Negli USA regnava Richard Nixon, ancora vergine dai fastidi del Watergate e dell’ impeachment, alla cui destra sedeva Henry Kissinger, colui che ha sempre vinto senza partecipare, il lato oscuro del sorriso americano; lo stratega venuto dalla Germania vinse anche quel martedì, ma per modestia continuò a negare.
Seguirono anni che trascorsero più lentamente del solito fino ad arrivare a dimenticarsi di quell’oblunga striscia di terra che vive nella perenne spaccatura fratricida tra le Ande ed il Pacifico.
Troppa carne nel bollitore mondiale di quel periodo per potersene occupare: il Vietnam, la strategia della tensione, il compromesso storico, le Olimpiadi e i Palestinesi, la crisi petrolifera ed Aldo Moro, gli anni ’80 e la deregulation, la finale di Madrid e Ronald Reagan, l’Afghanistan, Gorbaciov, Rocky Balboa, Khomeyni, Cosa Nostra, Craxi. Non c’era posto negli infiniti spazi dei nostri ripetitori e delle nostre rotative.
Dopo l’11 settembre ’73 altri aerei – ancora loro – partirono da e per Santiago; giganti in ferro pieni zeppi dei ragazzotti dell’Illinois – i “Chicago Boys” – con le loro fresche idee inzuppate di novità e accademia, con le loro menti brillanti purtroppo cinicamente inadatte alla situazione, con i loro investimenti giunti da lontano, con la loro follia che venne scambiata dagli altoparlanti occidentali per riformismo.
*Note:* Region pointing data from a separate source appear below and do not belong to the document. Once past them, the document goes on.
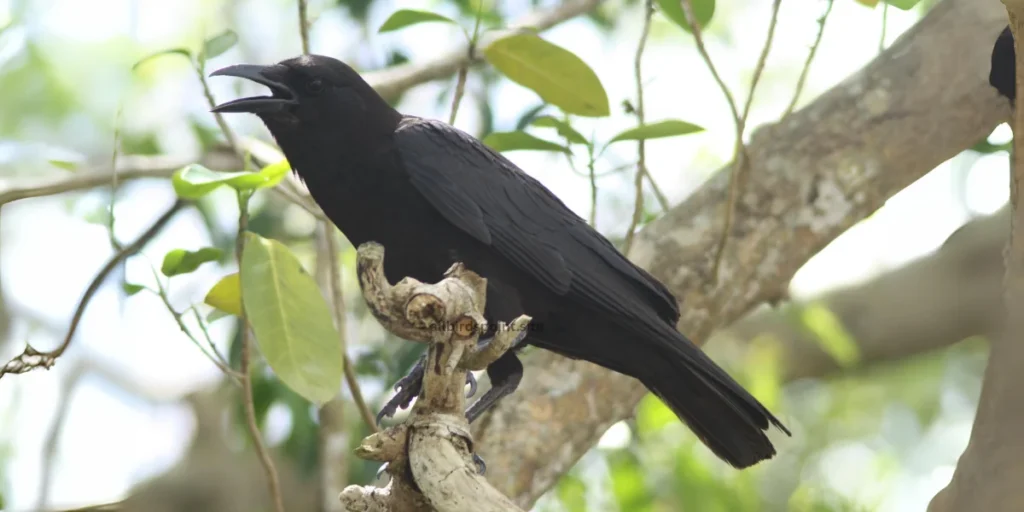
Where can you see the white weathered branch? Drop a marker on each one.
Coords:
(429, 457)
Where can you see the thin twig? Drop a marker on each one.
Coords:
(31, 358)
(303, 28)
(648, 7)
(739, 152)
(810, 57)
(338, 298)
(592, 174)
(114, 179)
(273, 484)
(885, 27)
(215, 355)
(460, 85)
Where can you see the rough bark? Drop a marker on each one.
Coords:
(991, 468)
(810, 177)
(429, 456)
(930, 303)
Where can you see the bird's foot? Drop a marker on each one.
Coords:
(407, 388)
(471, 382)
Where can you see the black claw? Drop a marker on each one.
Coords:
(471, 380)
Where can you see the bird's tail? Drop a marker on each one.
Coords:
(726, 418)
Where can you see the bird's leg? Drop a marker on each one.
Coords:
(409, 387)
(505, 375)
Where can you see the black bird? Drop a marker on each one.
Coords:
(1004, 69)
(432, 195)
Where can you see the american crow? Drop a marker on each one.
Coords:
(432, 195)
(1003, 73)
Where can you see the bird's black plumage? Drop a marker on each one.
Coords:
(433, 195)
(1003, 72)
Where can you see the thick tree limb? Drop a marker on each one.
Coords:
(933, 302)
(990, 470)
(430, 456)
(812, 176)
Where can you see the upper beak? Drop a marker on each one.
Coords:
(270, 76)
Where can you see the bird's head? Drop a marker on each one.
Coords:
(309, 94)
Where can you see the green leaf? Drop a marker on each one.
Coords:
(903, 4)
(218, 44)
(702, 10)
(64, 164)
(659, 129)
(830, 334)
(132, 289)
(194, 181)
(555, 74)
(273, 173)
(563, 127)
(225, 296)
(293, 324)
(179, 261)
(571, 493)
(172, 51)
(404, 17)
(515, 140)
(216, 314)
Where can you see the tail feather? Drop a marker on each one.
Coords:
(726, 418)
(1003, 73)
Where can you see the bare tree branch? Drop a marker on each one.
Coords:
(927, 304)
(429, 456)
(989, 472)
(812, 176)
(31, 358)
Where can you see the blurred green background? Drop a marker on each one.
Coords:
(870, 433)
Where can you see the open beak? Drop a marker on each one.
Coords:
(270, 76)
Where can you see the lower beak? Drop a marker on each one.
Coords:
(270, 76)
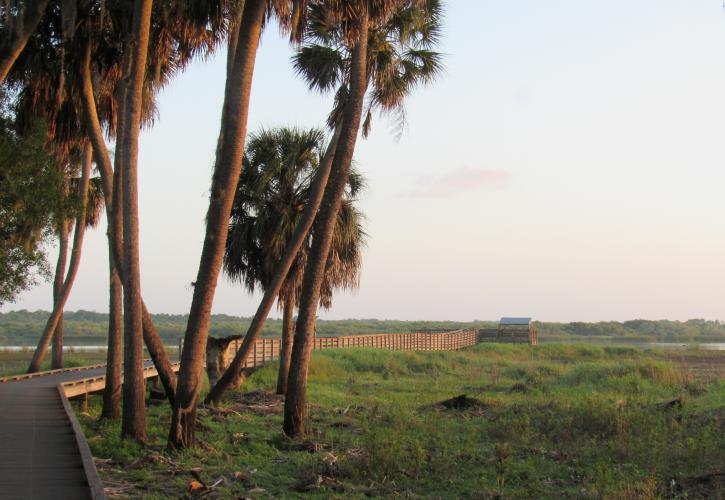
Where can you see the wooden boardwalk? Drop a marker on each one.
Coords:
(43, 454)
Solo un folle può pensare di riformare una dittatura.
Un aereo consegnò al pianeta la grandezza ribelle di Luis Sepùlveda, la sua storia che divenne irrimediabilmente quella di un intero popolo, le sue pagine intrise di libertà e condanne senza appello.
Questi furono i voli noti, le tratte seguite dalle torri di controllo e dai monitor dei radar. Ma in una nazione che ha permesso ai capitali esteri di entrare a loro piacimento e che ha sbarrato ermeticamente i confini a tutti quei dissidenti, disobbedienti, semplici non allineati desiderosi di uscire – di scappare una volta per tutte dall’inferno della patria – altri mostri del cielo scaldavano i motori in un assordante rombo di morte.
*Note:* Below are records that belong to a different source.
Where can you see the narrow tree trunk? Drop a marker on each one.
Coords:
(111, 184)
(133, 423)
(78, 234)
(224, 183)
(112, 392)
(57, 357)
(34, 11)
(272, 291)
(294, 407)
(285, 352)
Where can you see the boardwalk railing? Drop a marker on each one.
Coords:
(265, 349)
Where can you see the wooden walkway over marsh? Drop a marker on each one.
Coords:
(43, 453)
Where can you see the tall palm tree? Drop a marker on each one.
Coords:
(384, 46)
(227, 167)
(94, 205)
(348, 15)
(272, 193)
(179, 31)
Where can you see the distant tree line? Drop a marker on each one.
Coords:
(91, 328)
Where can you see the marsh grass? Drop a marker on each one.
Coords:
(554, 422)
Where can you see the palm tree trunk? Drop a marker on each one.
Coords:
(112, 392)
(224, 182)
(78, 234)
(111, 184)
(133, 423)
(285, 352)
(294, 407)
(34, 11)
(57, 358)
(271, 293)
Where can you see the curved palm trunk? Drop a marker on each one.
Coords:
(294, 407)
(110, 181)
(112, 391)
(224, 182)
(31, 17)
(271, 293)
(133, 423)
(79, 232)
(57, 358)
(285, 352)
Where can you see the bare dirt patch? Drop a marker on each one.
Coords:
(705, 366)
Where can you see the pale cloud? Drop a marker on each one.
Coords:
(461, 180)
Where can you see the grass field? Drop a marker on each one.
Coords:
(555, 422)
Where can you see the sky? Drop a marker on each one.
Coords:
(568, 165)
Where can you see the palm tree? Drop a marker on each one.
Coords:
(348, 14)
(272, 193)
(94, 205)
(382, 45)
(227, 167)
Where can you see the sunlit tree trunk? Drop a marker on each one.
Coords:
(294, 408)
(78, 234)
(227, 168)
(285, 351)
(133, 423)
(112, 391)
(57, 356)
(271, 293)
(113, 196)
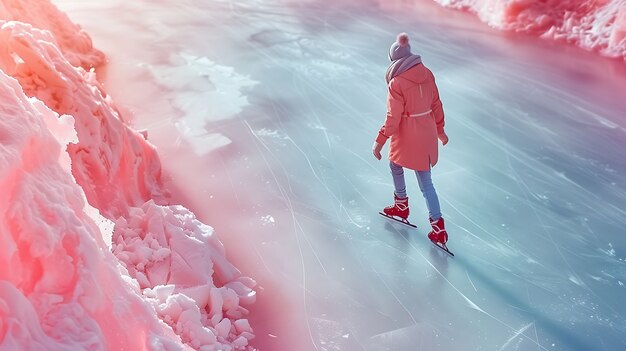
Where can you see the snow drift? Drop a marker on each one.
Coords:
(593, 25)
(167, 285)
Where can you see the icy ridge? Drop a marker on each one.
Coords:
(593, 25)
(171, 286)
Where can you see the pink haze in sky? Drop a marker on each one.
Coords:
(593, 25)
(164, 282)
(92, 253)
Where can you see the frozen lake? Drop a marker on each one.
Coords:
(264, 113)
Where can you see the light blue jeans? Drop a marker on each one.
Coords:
(426, 186)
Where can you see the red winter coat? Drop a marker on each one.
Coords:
(414, 119)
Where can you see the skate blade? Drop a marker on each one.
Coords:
(403, 221)
(443, 247)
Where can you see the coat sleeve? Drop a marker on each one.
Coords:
(437, 108)
(395, 109)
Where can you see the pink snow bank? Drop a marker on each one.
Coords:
(598, 25)
(165, 284)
La tragedia dei desaparecidos, gli uomini e le donne che non avendo imparato a volare si arresero alle legge di gravità come ci si sottomette alla brutalità di un regime. Semplicemente spariti, scomparsi, inghiottiti una volta per tutte nella stessa parola che dovrebbe identificarli, riportarli allegoricamente in vita.
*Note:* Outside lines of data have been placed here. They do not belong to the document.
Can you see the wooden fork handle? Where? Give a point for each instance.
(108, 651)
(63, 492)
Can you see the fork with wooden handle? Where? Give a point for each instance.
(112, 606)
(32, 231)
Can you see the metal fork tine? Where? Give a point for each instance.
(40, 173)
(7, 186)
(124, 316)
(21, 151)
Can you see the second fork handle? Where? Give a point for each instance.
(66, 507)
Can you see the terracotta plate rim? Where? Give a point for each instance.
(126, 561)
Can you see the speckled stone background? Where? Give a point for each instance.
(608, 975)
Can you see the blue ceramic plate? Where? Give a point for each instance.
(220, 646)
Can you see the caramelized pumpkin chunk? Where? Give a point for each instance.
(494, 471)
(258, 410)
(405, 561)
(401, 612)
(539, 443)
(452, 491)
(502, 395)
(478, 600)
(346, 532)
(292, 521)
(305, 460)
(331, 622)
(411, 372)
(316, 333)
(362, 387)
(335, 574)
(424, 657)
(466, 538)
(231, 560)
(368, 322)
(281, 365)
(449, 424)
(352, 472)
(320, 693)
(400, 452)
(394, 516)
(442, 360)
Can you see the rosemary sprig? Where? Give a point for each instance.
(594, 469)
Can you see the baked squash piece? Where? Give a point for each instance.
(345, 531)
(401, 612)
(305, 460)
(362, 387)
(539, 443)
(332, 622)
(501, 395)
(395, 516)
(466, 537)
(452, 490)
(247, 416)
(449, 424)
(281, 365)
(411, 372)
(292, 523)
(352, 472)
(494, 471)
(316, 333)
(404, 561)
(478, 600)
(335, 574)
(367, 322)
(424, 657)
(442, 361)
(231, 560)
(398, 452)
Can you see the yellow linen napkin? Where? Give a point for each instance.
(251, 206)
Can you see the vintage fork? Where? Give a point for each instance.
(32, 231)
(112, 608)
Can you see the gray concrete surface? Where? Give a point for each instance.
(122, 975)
Non ci furono salme su cui piangere o tribunali ai quali appellarsi, album di fotografie o filmati in Super8; niente Bibbie o estreme unzioni, funerali di stato e commemorazioni, nella maggior parte dei casi si persero anche le parole di quei pochi che avevano visto o sentito – proprio perché avevano visto troppo o sentito il vero.
Restano dei miseri frame, per lo più immaginati, inventati, che ritraggono l’ultima caduta dei vari Josè, Martin, Sofia, Javiera, Pablo, Francisca, Florencio, Belen, Augusto e Paloma verso le profonde e accoglienti acque dell’Atlantico e quelle del Rio de la Plata. Gettati dall’alto già mezzi cadaveri, sotto l’occhio di un Dio che si dimostrò ancora una volta troppo miope o insensibile agli umani destini. E sembra quasi di vederli questi pupazzi di carne viva annaspare nell’aria durante l’ultimo salto, così identici a quelli che si lanciarono dalle Twin Towers l’11 settembre 2001 nell’estremo gesto di vile dignità concesso ad un uomo.
Se questa fosse una favola ci sarebbe una morale della quale rallegrarsi, dalla quale trarre sostegno, un insegnamento degno o magari anche solo un lieto fine.
Ma tanti, troppi di questi undici settembre dovremmo guardare in faccia prima che la realtà si faccia favola.